TPP1 deficiency induces excess single-stranded telomeric DNA. (A) In-gel overhang assay with the indicated MEFs at the indicated time points after infection with Cre (or mock treatment). Molecular sizes are indicated in kilobases. (B) Quantification of the overhang signals of the gel shown in panel A. The single-stranded telomeric DNA signal was normalized to the double-stranded telomeric DNA signal.

FIG. 4.

Sister telomere fusions and infrequent chromosome-type fusions in TPP1 null cells. (A) Metaphase from TPP1^F/F cells at 144 h after Cre infection.
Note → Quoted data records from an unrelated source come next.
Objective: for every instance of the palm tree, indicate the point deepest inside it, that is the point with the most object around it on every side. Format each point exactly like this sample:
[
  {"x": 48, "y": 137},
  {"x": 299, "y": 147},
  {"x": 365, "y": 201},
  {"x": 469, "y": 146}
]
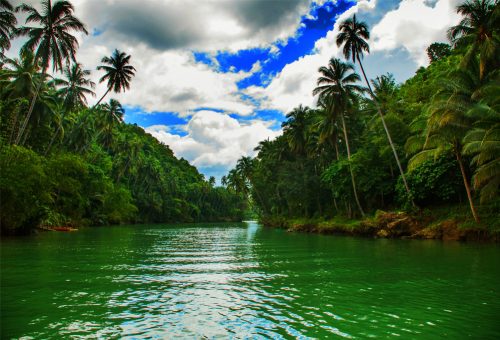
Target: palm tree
[
  {"x": 8, "y": 23},
  {"x": 353, "y": 35},
  {"x": 73, "y": 90},
  {"x": 295, "y": 128},
  {"x": 483, "y": 141},
  {"x": 448, "y": 123},
  {"x": 112, "y": 114},
  {"x": 328, "y": 127},
  {"x": 51, "y": 40},
  {"x": 118, "y": 75},
  {"x": 118, "y": 72},
  {"x": 19, "y": 78},
  {"x": 479, "y": 29},
  {"x": 337, "y": 87}
]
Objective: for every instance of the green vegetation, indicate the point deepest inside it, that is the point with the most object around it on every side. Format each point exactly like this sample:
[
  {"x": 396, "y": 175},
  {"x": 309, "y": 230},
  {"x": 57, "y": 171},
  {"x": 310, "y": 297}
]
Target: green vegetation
[
  {"x": 63, "y": 163},
  {"x": 430, "y": 143}
]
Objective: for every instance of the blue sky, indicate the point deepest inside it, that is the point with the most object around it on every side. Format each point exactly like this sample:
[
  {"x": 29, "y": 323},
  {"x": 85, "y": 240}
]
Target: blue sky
[
  {"x": 312, "y": 26},
  {"x": 216, "y": 77}
]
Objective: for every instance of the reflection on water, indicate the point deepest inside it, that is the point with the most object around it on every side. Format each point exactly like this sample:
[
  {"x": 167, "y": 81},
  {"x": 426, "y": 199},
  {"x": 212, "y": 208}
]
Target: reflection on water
[{"x": 227, "y": 280}]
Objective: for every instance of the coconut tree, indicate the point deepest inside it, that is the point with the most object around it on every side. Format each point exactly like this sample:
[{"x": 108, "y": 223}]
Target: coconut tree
[
  {"x": 336, "y": 86},
  {"x": 479, "y": 30},
  {"x": 19, "y": 80},
  {"x": 353, "y": 35},
  {"x": 51, "y": 39},
  {"x": 8, "y": 23},
  {"x": 20, "y": 76},
  {"x": 295, "y": 128},
  {"x": 483, "y": 141},
  {"x": 111, "y": 114},
  {"x": 118, "y": 72},
  {"x": 448, "y": 123},
  {"x": 73, "y": 91},
  {"x": 75, "y": 88}
]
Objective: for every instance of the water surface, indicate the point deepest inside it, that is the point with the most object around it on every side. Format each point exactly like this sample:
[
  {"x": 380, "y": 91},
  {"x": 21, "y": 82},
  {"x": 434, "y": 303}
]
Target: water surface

DNA was stained with DAPI (false colored in red). Telomere DNA was detected by FISH (FITC, green). (B) Examples of chromosome-type fusions and sister telomere fusions in TPP1 KO cells. Experimental conditions are as for panel A. (C) Quantification of the types of telomere fusions in TPP1 null cells analyzed as for panel A. Telomere sister fusions were not scored for the short-arm telomeres because their proximity can lead to spurious coincidence of the telomeric signals.

FIG. 5.

The deletion of TPP1 induces endoreduplication. (A) DNA profiles of TPP^F/F cells before and after Cre. Cells were harvested and fixed at 5 days after Cre infection. DNA content was analyzed by FACS (PI staining). Sub-G₁ cells are not shown. (B) Telomere FISH on a metaphase spread derived from TPP1 KO cells showing diplochromosomes.